# Handheld VHF



## Tarponator (Mar 17, 2009)

What would you guys suggest for a handheld marine vhf radio, will be taking it offshore some, but usually not more than 10 mile out.


----------



## Tarponator (Mar 17, 2009)

Mainly for skiff, but will also use it for back up on offshore boat, thanks again.


----------



## Dillusion (May 21, 2012)

I bought a cheapo $40 midland radio for emergencies. You can get them on eBay and amazon.


----------



## fsae99 (Apr 8, 2010)

Are you going offshore in your skiff? If so, then I'd recommend getting one with removable antenna so that you can make up extension. Or test one in your area out to 10 miles and make sure you can hear CG.
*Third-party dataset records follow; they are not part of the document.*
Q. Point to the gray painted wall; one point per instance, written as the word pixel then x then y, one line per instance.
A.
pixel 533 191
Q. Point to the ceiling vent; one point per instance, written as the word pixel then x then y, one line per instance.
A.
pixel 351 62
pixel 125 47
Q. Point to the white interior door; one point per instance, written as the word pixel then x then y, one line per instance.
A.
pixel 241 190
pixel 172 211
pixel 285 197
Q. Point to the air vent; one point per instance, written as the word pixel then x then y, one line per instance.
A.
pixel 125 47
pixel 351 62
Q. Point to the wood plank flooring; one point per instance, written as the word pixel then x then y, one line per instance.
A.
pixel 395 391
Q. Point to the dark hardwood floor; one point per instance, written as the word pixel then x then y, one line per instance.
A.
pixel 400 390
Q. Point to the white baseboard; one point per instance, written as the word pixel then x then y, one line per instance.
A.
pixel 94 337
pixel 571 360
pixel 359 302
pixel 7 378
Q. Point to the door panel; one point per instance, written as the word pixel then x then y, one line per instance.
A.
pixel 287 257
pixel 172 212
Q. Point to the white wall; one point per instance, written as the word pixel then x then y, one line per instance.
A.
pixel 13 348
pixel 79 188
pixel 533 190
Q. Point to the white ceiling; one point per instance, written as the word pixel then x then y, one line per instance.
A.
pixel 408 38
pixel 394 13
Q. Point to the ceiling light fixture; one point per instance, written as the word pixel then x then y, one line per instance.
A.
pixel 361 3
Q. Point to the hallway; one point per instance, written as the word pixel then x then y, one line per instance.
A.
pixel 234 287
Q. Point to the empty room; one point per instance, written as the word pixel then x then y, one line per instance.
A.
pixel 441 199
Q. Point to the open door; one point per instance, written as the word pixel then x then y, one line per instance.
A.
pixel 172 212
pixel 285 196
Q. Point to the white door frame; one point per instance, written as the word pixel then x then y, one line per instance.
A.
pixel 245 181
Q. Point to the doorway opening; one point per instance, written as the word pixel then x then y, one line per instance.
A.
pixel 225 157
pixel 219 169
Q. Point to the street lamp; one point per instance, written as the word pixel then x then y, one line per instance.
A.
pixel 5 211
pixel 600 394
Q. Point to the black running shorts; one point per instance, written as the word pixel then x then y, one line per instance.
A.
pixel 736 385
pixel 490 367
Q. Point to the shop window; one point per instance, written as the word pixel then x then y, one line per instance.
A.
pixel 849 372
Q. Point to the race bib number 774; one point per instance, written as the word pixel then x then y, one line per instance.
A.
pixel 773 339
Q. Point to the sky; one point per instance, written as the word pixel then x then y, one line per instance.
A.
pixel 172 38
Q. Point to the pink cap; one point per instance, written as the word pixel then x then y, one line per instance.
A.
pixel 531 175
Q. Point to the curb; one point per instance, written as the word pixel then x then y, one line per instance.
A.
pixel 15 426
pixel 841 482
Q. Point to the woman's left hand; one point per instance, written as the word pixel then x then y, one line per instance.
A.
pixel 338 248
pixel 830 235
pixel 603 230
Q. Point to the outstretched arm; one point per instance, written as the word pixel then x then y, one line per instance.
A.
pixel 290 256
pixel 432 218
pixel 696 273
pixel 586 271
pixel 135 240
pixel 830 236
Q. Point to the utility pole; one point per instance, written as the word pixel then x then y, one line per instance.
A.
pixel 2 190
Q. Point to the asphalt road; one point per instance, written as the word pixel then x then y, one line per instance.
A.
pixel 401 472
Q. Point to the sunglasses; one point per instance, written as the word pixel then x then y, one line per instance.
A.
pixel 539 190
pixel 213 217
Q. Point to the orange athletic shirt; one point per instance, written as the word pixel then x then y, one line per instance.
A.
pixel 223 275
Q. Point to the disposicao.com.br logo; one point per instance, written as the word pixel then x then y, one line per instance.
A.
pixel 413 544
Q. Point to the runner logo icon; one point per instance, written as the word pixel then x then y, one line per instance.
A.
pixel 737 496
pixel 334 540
Remember it is the height of the antenna that gives range.


----------



## contenderv07 (Jan 31, 2012)

yea I'm in the market for one too... We won't be going too far out


----------



## dawsonwl (Aug 3, 2010)

I am also looking for a portable option just in case my main battery dies on the boat, So who out there has a handheld radio, what model/make is the best? anything we should stay away from?


----------



## cutrunner (Jun 8, 2010)

Imo this is something you dont wanna cheap out on.
Spend $200 for a good icom


----------



## fsae99 (Apr 8, 2010)

Standard Horizon HX 851


----------



## dawsonwl (Aug 3, 2010)

I have heard good things about these 2 brands:
Standard Horizon
Icom


----------